La STAMPA - Giordano Stabile : " L’Onu accusa Assad: bambini torturati "

Navi Pillay
Ci rallegriamo del fatto che Navi Pillay, alto commissario Onu per i diritti umani, abbia iniziato a svolgere il lavoro per cui percepisce uno stipendio, denunciare violenze e violazioni dei diritti umani. Finora, infatti, Pillay si era dedicata esclusivamente alla diffamazione di Israele e all'esercizio di girare la testa dall'altra parte di fronte alle violenze di Hamas contro i cittadini israeliani. A meno che Pillay non ritenga un diritto umano quello di fare da bersaglio per i qassam in arrivo dalla Striscia...
Ecco il pezzo:
Bambini «colpiti con proiettili alle ginocchia, ammassati in celle con gli adulti, senza cure». Altri «tenuti come ostaggi, torturati per ottenere informazioni». Sono le violazioni dei diritti umani perpetrate in Siria dal regime di Bashar al Assad. L’accusa viene da Navi Pillay, Alto commissario Onu per i diritti umani, in un’intervista al sito online della Bbc.
«Assad è responsabile - ha ribadito -. Il fatto che le violenze siano state compiute dalle forze di sicurezza significa che hanno ricevuto ordini dai livelli più alti».
Le accuse, durissime, della Pillay, sono state raccolte prima dell’accettazione da parte di Assad del piano di pace dell’Onu, ma diffuse ieri. Forse un modo per fare pressione sul raiss perché applichi i sei punti individuati dall’inviato delle Nazioni Unite Kofi Annan per uscire dalla crisi. Ieri il segretario generale dell’Onu Ban Ki-moon ha chiesto al presidente siriano di «mettere in atto immediatamente» il piano.
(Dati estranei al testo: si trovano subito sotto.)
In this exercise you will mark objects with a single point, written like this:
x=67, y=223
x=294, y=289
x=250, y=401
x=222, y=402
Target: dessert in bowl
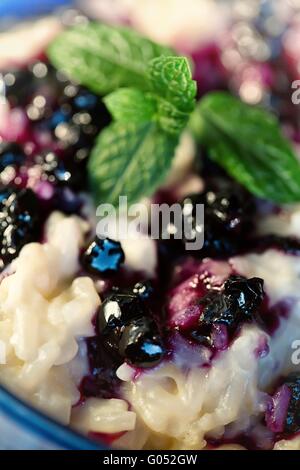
x=138, y=342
Anche il segretario Usa Hillary Clinton ha chiesto che «gli impegni siano seguiti dalle azioni».
Il timore è che si replichi quanto accaduto alla fine dello scorso anno, quando Damasco approvò il piano della Lega Araba (che ieri ha «caldamente appoggiato Annan) ma poi di fatto continuò l’offensiva contro i ribelli. Ieri, secondo l’opposizione, Homs è stata di nuovo bombardata e ci sono stati almeno 21 morti.